Everyone keeps asking me.
“What is Taylor going to do after high school?” “What will he do now?”
It’s a legitimate question and really, I don’t mind the question but it brings to light that not many people know what happens next for these kids as they move on into the adult world. We do have plan for the next year, but after that? I don’t know. That’s another scary part.
Next year, we are hoping he gets into this program called “Project Search”. It starts in August and goes through May, so it’s like a school year. We have explained it to Taylor that this will be kind of like his college. This program is specifically designed for older kids with special needs who are coming out of the school system. It’s like a vocational college where they will help Taylor discover what jobs he is best at (my guess is something with animals) and he will learn how to work with employers and employees.
It’s a start but these past few months have made it very clear to me of this need in the Autism Community. These kids are smart. They have goals. They have dreams and they deserve a chance to be involved with their own future. To have a say in what happens in their lives, not just sit in a room watching videos on YouTube all day. That’s not a future I want for Taylor and I know he doesn’t want that either, but he needs us to help him find his way.
Taylor WANTS to go college…I believe one day, if he still wants to then he will. He is just not ready quite yet to be away from us and to take on the workload that college classes require and I am not going to set him up for failure. If you ask Taylor what he is going to do after high school, he will respond without hesitation, “Work with horses.”
My big dream for Taylor is that he finds a job on a farm working with his favorite animal, horses. I dream that he meets a sweet girl and they fall in love.
If Taylor lives with us for the rest of our lives, we are prepared for that, but Mike and I are not going to assume that is his future. I believe with all my heart that he is going to make a difference in this world.
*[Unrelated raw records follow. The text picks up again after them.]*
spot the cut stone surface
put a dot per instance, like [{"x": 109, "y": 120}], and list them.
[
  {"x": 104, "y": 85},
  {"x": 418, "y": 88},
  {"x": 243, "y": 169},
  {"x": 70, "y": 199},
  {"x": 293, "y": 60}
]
Every year, I schedule a meeting his teachers at the beginning of the school year so that I can introduce myself and tell them a little about Taylor. I always say to them, “Don’t put any expectations on Taylor.” I let that sink in for a moment and often received some startled looks from them. Then I would say it again with more emphasis and make my point clear, “Do not put ANY expectations on Taylor, because if you do, that’s all you will ever get from him. Put no limits on him and Taylor will EXCEED ALL YOUR EXPECTATIONS.”
He is going to exceed mine, so I guess it’s time to buckle up because the new ride is about to begin. It may be scary, but aren’t roller coasters supposed to be?